La Communauté d’Afrique de l’Est franchit un nouveau cap dans sa stratégie de transformation numérique. Réunis à Arusha, les États membres ont adopté une déclaration commune sur l’intelligence artificielle, marquant une volonté claire de structurer un espace technologique régional plus autonome et compétitif.
Au cœur de cette initiative figure la création d’un fonds régional dédié à l’intelligence artificielle. L’objectif est de financer des projets innovants, soutenir les startups locales et réduire la dépendance aux solutions technologiques importées. Cette approche s’inscrit dans une logique de souveraineté numérique, devenue un enjeu central dans la compétition technologique mondiale.
La stratégie prévoit également la mise en place d’un centre d’excellence en IA. Celui-ci aura pour mission de former des talents locaux, développer des solutions adaptées aux réalités africaines et encourager la recherche appliquée. L’enjeu est de combler un déficit de compétences tout en favorisant l’émergence d’un écosystème technologique régional.
En parallèle, les États membres souhaitent harmoniser leurs politiques publiques en matière d’intelligence artificielle. Cette coordination vise à éviter une fragmentation réglementaire qui pourrait freiner les investissements et limiter l’intégration des marchés numériques au sein de la région.
Cette dynamique s’inscrit dans un contexte plus large de transformation digitale du continent. À l’échelle de l’Afrique, l’IA est perçue comme un levier potentiel de développement dans des secteurs clés tels que l’agriculture, la santé, l’éducation ou encore la gestion des infrastructures publiques.

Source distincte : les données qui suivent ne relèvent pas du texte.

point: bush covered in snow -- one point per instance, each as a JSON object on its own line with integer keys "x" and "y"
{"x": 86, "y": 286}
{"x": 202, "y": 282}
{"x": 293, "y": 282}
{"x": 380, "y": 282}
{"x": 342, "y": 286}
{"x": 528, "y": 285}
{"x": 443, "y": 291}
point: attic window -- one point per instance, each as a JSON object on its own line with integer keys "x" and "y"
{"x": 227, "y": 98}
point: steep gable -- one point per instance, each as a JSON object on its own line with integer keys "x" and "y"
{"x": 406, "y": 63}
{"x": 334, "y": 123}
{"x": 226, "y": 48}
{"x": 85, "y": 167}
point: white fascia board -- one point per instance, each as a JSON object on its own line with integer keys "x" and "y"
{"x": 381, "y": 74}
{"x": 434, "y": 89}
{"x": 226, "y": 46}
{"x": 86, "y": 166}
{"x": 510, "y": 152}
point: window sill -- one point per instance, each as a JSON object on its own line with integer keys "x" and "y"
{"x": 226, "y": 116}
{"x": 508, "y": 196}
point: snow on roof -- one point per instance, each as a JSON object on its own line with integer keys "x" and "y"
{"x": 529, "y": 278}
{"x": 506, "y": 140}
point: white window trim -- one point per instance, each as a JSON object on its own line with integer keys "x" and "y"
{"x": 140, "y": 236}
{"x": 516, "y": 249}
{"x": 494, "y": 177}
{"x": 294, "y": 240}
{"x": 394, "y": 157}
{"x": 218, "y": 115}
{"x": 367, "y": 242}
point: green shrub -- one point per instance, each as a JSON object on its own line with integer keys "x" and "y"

Mais les défis restent importants. Le manque d’infrastructures numériques, l’accès limité à l’énergie stable et le déficit de formation spécialisée constituent encore des obstacles majeurs. À cela s’ajoute la dépendance aux grandes plateformes technologiques étrangères, principalement basées en Amérique du Nord et en Asie.
Pour autant, l’initiative de la Communauté d’Afrique de l’Est marque une évolution significative. Elle traduit la volonté de passer d’une consommation de technologies importées à une production locale de solutions adaptées aux réalités africaines.
Dans un monde où l’intelligence artificielle devient un facteur central de puissance économique et stratégique, cette démarche pourrait permettre à l’Afrique de mieux se positionner dans les chaînes de valeur numériques mondiales.
Reste désormais à transformer cette ambition politique en résultats concrets, à travers des investissements durables, une coopération régionale effective et un engagement fort du secteur privé.